Could it be that the rage that subsumed so many Australians following governor-general John Kerr’s sacking of Gough Whitlam’s Labor government on November 11, 1975, is finally abating? Perhaps so, if Bill Shorten’s attitude is indicative.
During an interview with Fran Kelly on the ABC’s RN Breakfast on Wednesday, the Opposition Leader was asked whether, 40 years on, he still was maintaining the rage about the dismissal. Shorten replied: “Well, I was only eight at the time so I can’t say I was the most outraged punter in 1975; I was in grade three.”
Fair enough. Only those 55 or older are likely to have a personal recall of the occasion.

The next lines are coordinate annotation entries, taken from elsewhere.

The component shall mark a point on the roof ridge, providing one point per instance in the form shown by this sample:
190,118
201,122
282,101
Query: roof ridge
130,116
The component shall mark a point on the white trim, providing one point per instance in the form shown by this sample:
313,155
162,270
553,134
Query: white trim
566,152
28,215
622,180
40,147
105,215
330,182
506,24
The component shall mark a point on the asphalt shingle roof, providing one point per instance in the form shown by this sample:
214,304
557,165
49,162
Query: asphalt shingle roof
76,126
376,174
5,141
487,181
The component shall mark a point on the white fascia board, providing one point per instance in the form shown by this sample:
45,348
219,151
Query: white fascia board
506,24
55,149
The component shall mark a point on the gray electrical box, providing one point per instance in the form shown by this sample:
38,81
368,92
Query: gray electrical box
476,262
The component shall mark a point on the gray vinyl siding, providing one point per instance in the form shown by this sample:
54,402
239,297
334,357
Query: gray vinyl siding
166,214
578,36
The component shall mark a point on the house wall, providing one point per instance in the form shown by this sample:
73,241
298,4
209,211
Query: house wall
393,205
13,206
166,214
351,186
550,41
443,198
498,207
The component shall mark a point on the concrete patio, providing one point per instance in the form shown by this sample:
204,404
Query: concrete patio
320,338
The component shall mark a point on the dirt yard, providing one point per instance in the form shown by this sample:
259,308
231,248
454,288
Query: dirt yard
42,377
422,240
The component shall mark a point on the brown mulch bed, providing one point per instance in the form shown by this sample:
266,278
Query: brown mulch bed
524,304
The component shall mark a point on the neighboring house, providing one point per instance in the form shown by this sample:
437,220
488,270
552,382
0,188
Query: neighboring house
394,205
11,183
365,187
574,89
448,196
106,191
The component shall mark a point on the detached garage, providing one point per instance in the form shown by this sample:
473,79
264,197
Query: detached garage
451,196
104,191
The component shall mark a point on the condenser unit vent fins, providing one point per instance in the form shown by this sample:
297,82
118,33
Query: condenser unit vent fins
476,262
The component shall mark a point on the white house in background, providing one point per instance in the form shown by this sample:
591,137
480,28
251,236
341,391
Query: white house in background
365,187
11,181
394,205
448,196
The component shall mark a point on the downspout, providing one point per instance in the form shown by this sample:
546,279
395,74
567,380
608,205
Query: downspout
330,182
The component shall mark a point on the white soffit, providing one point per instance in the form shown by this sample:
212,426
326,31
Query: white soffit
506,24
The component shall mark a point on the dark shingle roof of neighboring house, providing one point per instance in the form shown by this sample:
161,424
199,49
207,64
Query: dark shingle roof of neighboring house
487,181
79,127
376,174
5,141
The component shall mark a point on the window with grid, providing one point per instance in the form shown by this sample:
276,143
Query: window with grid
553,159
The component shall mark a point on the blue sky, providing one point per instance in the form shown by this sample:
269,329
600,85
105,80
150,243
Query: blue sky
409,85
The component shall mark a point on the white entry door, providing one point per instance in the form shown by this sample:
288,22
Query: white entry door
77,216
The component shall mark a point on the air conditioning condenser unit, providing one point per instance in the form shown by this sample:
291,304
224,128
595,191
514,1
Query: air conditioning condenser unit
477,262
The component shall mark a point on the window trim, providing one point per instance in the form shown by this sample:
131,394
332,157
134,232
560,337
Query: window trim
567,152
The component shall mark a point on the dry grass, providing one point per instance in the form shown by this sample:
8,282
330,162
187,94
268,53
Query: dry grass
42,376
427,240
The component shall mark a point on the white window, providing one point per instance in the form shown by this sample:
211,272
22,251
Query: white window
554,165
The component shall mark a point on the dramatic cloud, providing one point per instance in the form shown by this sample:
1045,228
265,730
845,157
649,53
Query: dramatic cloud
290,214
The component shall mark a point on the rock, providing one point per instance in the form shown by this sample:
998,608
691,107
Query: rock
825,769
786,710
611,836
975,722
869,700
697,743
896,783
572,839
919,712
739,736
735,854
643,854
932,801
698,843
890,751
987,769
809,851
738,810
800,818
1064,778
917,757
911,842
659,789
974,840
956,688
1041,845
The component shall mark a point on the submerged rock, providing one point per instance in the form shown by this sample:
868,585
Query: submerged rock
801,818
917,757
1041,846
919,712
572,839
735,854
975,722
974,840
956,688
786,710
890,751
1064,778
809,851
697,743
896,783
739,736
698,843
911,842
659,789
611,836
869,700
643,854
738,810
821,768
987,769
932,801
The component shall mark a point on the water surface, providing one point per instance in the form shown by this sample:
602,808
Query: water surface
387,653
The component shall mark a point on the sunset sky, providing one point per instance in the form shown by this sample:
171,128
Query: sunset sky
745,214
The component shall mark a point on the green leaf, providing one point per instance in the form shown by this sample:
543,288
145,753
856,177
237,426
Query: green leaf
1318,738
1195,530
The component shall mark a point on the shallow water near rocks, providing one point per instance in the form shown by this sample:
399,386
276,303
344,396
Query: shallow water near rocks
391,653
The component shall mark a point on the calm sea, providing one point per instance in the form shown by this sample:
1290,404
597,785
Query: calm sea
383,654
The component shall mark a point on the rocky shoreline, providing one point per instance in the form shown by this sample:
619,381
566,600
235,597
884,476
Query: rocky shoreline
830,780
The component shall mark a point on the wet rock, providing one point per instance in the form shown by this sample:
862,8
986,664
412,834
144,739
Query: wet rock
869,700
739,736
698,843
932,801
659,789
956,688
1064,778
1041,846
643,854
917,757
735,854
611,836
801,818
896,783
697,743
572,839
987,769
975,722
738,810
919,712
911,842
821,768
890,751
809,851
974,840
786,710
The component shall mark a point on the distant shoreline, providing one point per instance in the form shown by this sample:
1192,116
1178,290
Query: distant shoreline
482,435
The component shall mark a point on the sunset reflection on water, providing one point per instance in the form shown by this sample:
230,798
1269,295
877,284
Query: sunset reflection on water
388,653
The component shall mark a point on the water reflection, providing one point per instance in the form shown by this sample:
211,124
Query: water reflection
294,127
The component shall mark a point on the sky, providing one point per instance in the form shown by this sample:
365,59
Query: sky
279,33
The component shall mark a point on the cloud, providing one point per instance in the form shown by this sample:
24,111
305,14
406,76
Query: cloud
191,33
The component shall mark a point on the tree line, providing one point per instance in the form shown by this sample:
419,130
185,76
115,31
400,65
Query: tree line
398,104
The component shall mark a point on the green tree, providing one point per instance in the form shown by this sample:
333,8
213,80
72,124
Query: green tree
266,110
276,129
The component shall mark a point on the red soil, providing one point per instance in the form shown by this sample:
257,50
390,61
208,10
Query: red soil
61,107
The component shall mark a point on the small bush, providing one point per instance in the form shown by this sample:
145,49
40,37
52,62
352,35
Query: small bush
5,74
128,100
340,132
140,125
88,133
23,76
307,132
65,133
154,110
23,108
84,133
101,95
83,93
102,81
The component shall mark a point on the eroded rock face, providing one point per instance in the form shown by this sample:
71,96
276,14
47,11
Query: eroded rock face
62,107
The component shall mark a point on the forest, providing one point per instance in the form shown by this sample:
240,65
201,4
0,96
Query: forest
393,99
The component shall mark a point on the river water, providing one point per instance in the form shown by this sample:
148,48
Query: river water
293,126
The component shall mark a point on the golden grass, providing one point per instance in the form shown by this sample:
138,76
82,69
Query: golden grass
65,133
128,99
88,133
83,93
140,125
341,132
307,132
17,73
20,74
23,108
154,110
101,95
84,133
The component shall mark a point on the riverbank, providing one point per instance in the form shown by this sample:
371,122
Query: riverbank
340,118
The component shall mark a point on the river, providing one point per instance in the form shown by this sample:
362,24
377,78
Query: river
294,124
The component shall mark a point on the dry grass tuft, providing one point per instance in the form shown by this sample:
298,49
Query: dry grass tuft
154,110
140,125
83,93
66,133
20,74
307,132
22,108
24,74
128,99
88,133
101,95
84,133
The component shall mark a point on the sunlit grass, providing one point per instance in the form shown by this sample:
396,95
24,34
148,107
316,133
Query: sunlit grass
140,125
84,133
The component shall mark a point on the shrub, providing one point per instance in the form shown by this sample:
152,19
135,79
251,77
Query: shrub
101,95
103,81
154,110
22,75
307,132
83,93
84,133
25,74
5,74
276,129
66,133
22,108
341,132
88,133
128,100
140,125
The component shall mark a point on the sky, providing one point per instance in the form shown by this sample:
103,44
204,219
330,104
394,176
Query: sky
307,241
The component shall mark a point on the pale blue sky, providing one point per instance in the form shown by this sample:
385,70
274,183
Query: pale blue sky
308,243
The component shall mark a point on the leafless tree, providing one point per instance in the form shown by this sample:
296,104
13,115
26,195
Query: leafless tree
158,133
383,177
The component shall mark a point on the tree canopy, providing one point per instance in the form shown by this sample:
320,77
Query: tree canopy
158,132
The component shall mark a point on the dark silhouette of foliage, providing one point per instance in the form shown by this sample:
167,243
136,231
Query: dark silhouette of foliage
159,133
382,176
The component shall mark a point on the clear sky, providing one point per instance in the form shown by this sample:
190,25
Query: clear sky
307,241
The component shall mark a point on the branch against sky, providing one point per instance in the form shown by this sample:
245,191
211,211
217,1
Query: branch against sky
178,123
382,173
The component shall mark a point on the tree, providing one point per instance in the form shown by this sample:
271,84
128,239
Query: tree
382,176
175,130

Moreover, as I argued in this column last week, the normal political cycle resumed soon after November 1975 and Labor was back in office by March 1983. Labor leaders Bob Hawke and Paul Keating have acknowledged that, after the dismissal, the ALP was determined not to repeat the rampant incompetence of Whitlam and many of his senior ministers.
On Wednesday, Malcolm Turnbull launched The Dismissal: In the Queen’s Name by Paul Kelly and Troy Bramston. The previous week had seen the publication of Jenny Hocking’s The Dismissal Dossier. Kelly was a critic of Kerr’s action in October-November 1975 and remains so today. Hocking is the author of a friendly two-volume biography of Whitlam.
During the past decade, some new material covering the events of November 1975 has been released. Despite the new information, the books by Hocking and Kelly and Bramston are remarkably dissimilar. Clearly different conclusions on this topic can be reached from the same evidence.
Hocking, a professor at Monash University, demonstrably still belongs to the “maintain the rage” club. She asserts that Kerr was “obviously drunk” on November 11, 1975. The evidence for so serious an allegation? Not much at all. Hocking merely cites the recall of someone who was at lunch at Government House on the day of the dismissal and who alleges that Kerr “rapidly consumed a large amount of alcohol”.
This is a memory of an event that occurred four decades previously. Hocking, a university professor who holds an award from the Australian Research Council, should be able to do better than this. No one else has ever claimed that Kerr was “obviously drunk” on Remembrance Day 1975. The fact Whitlam’s dismissal was carried out with such efficiency suggests Kerr was well in command of his faculties throughout the afternoon on that day.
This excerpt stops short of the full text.